Cassava, the starchy root of a tropical shrub, is a key food in sub-Saharan Africa but is threatened by cassava brown streak disease, which rots the tubers and can destroy entire fields.

“Often you can’t see it — the symptoms on the leaves can be very mild,” said Nigel Taylor, a Danforth Center scientist leading the project. “But when you dig up the storage roots there are big, brown lesions. It makes the roots inedible. You can’t feed them to animals. You can’t sell them — they’re ruined.”

Taylor’s team genetically engineered a disease-resistant variety of cassava as part of a project called Virus Resistant Cassava for Africa Plus and has been testing the variety in Kenya and Uganda.

The tests have been wildly successful: In experimental trials in more than 20 fields over multiple years, about 90% of the roots of standard plants rotted from the disease, he estimated. But only about 1% or less rotted among genetically modified plants.

“It is very, very dramatic,” Taylor said.

Until the mid-2000’s, the disease was not a major concern, and was “just kind of rumbling along in the background,” according to Taylor.

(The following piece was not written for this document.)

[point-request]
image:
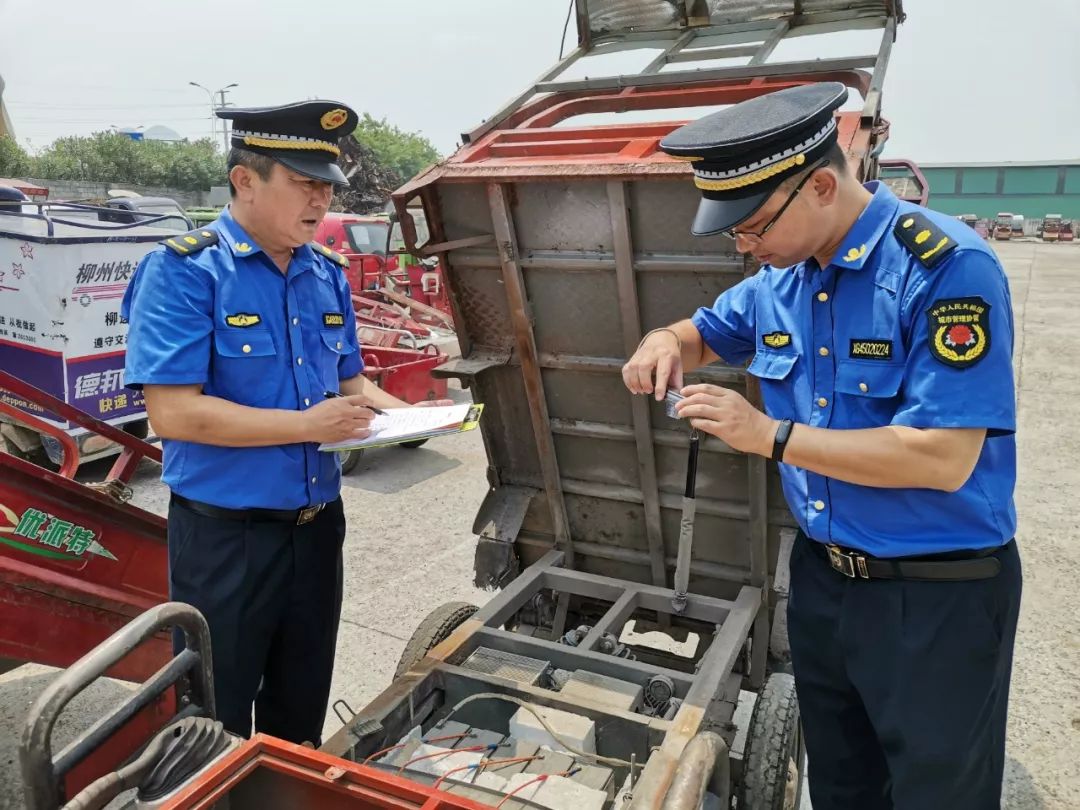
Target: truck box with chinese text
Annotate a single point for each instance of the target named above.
(64, 269)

But in the past 15 years, he said, it rapidly spread across east and central Africa, and now threatens West African countries like Nigeria, where cassava is also a key crop. This impacts both subsistence farmers and farmers who sell cassava to industrial markets like the beer industry, Taylor said.

To develop a resistant variety, Taylor and his team used genetic modification technology called RNA-interference. They took little pieces of genetic information from the viruses and joined them with the cassava plant genome, a process that triggers naturally occurring defenses already present in the plant.

“It enables the plant to activate its defense mechanism before the pathogen is there,” Taylor said.

The Kenyan National Biosafety Authority cleared the disease-resistant cassava for release for national performance trials in Kenya. These trials will look at traits important to farmers, including performance against diseases, pest resistance, and yield.